Em 2010, uma enfática declaração de Martin Amis sobre a impossibilidade – isso mesmo, a impossibilidade – de escrever boas cenas literárias de sexo fez o alarme soar para mim. Comecei a desconfiar que pudesse haver algo errado com a fixação inglesa nessa pauta, estimulada anualmente pelo BSA. Escrevi então um post – chamado “Quem não gosta de sexo na literatura gosta de sexo?” – em que citava certas boas cenas de Reinaldo Moraes, Marçal Aquino e Carola Saavedra e deixava uma dúvida no ar: “Se os ingleses vêm sendo levados a acreditar em dificuldades intransponíveis nesse campo, isso talvez seja um sintoma de que têm (sempre tiveram?) problemas na cama”.
Bingo! A prova de que muita gente percebeu isso é o artigo que um dos editores da “Literary Review”, Jonathan Beckman, publicou em 2011 no “Financial Times” em defesa do prêmio. Disse ele:
É fácil descartar [o BSA] como manifestação de uma atitude peculiarmente inglesa diante do sexo, ao mesmo tempo obcecada e puritana. No entanto, isso seria ignorar as formas mais sutis pelas quais o prêmio usa o sexo na literatura para demonstrar como as frases deveriam ser escritas e os parágrafos construídos, aquilo que os faz levantar voo e aquilo que os faz submergir.
Ou seja: além de obcecados e puritanos, marrentos e donos da verdade. Vocês eu não sei, mas o Bad Sex Award não me pega mais.
4 Comentários
Sérgio, acho que em todos esses anos lendo o Todoprosa nunca discordei tanto. Li os concorrentes do BSA e penso que a seleção de trechos continua muito boa (ou muito ruim, sei lá). Já imagino pedras voando em minha direção, mas a verdade é que acho muito válido o humor que nasce da execração pública (o tão falado bullying). O genial Aristófanes já fazia isso há mais de 2000 anos. Sempre me lembro de um trecho da entrevista do irreverente P.G. Wodehouse à Paris Review (http://www.theparisreview.org/interviews/3773/the-art-of-fiction-no-60-p-g-wodehouse):
INTERVIEWER: I think the closest you have come to sex in your novels is a kiss on the cheek. Have you ever been tempted to put anything spicier into them?
WODEHOUSE: No. No, I don’t think the framework of the novel would stand it. Sex, of course, can be awfully funny, but you have to know how to handle it. And I don’t think I can handle it properly.
Prefiro parágrafos que me façam alçar voo. Preferência atávica, pelo que entendi no desfecho do nobre articulista.
Quanto à frase de Nelson Rodrigues, concordo e discordo ao mesmo tempo, afinal, nao há poesia na verdade crua, hehehe, o Sabujo que o diga.

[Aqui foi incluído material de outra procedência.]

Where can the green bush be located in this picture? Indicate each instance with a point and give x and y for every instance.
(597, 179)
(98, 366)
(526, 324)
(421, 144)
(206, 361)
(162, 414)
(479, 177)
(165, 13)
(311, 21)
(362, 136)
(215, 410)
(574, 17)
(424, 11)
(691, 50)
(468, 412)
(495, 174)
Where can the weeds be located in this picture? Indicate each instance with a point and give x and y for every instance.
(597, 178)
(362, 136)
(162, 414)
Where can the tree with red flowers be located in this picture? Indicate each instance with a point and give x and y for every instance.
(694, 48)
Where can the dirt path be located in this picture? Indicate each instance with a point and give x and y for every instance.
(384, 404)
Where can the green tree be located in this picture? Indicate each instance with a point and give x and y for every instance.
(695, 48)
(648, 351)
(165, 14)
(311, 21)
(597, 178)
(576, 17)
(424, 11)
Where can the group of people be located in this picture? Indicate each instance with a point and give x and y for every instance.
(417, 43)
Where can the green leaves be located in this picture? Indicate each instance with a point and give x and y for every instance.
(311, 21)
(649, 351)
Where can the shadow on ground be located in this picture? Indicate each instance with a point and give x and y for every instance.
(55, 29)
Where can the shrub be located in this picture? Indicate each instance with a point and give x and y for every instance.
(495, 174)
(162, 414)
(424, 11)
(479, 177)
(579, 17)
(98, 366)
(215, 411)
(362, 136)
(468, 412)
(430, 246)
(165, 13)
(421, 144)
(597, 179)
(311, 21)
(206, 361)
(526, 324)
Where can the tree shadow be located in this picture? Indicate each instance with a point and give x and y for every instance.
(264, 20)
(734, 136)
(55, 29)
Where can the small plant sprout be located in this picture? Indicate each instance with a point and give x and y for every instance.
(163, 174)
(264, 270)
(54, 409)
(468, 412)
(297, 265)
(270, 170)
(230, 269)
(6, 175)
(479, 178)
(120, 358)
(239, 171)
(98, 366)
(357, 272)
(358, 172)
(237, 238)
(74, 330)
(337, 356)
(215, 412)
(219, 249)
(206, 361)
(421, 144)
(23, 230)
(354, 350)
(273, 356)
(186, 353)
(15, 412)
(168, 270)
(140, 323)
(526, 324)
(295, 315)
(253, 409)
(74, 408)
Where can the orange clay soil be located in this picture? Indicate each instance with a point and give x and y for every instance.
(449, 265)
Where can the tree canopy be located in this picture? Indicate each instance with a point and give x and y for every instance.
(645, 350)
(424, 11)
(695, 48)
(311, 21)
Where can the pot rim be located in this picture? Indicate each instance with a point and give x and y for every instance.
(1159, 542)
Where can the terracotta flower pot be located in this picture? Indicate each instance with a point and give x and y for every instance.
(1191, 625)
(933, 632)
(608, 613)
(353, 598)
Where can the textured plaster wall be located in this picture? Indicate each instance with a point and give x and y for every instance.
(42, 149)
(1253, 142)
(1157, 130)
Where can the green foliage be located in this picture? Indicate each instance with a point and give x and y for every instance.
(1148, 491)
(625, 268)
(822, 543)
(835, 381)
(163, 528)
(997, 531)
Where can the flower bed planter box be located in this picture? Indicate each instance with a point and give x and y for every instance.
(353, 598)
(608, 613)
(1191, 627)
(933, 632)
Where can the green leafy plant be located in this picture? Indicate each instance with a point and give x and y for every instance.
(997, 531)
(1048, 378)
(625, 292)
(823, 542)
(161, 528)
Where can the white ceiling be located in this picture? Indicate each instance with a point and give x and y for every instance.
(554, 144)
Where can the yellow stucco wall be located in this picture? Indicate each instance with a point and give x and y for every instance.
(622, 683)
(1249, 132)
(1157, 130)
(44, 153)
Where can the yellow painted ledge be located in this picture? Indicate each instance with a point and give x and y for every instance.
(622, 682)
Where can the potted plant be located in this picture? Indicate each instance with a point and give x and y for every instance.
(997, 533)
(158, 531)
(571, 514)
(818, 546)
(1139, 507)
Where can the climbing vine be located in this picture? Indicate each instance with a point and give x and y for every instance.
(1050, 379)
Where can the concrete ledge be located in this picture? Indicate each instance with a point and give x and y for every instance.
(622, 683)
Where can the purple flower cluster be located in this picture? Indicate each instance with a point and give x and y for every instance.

Realmente, isso lembra o “No Sex Please, We’re British”, comédia teatral de 1971 com estrondoso sucesso, fortemente atacada pela crítica. Em 1973, idem para a versão em cinema. Não vi, só li resenhas na imprensa na altura, ambas versões têm entradas na Wikipedia. O caso talvez possa ser o marco na mudança recente de tratamento do sexo principalmente nos ‘media’, tão circunspectos antes, na Grã-Bretanha. Depois, a questão é que o sexo tem mercado e os ingleses são sensíveis a isso.
Boa tarde, Sergio! Achei interessante o texto. Trechos de “O castelo na floresta” nos remete a linguagem poética juntamente com a informal nas narrativas eróticas.